Von Ernst Susicky. Erstellt am 16. September 2014 (10:49)
Auf der Feldwiese soll ein Sportplatz gebaut werden. Eine Bürgerinitiative übt heftige Kritik an dem Projekt.
NOEN, Pilter
Am Dienstag haben neun der insgesamt 23 Gemeinderäte in Mauerbach ihre Mandate zurück gelegt, wodurch der Gemeinderat beschlussunfähig wird und bis zur Neuwahl nur mehr die unaufschiebbaren Amtsgeschäfte getätigt werden dürfen.
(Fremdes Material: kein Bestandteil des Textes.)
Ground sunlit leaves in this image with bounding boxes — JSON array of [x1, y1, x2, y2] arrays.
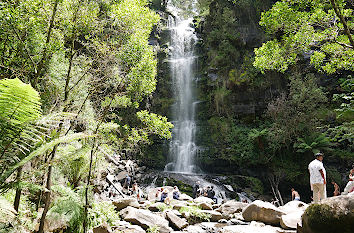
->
[[254, 0, 354, 74]]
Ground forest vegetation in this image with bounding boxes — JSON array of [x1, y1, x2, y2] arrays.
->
[[0, 0, 354, 233]]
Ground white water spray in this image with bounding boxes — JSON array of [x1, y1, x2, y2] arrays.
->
[[165, 1, 198, 173]]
So kann in der kommenden Gemeinderatssitzung am 24. September nicht mehr über das umstrittene Feldwiesenprojekt abgestimmt werden. Im Nachtragsbudget wären die Kosten für den Neubau des Sportplatzes in der Höhe von 2,4 Millionen Euro enthalten gewesen.

Dieser Schritt sei die einzige Möglichkeit gewesen, das Projekt Sportplatz Feldwiese zu verhindern, informieren die SPÖ, die Grünen und die Liste Wir für Mauerbach in einem Flugblatt, in dem sie ihren Schritt begründen. Neben der Erhaltung der Natur geht es der Opposition auch um die Schulden (derzeit rund 7 Millionen Euro), die sich die Wienerwaldgemeinde damit aufhalsen würde.

Bürgermeister Peter Buchner von der ÖVP ist von dem Vorgehen der Opposition empört und spricht von "reiner Arbeitsverweigerung", da der Gemeinderat jetzt bis zur Wahl im Jänner still stehe. Er jedenfalls wolle bis zum Tag der Gemeinderatswahl für die Marktgemeinde Mauerbach arbeiten.

Die Namen der Gemeinderäte, die auf ihr Mandat verzichten:

SP: Erwin Hackl, Elfriede Auer, Monika Schrottmeyer, Harald Prenner, Gerhard Stitzle und Michael Richter.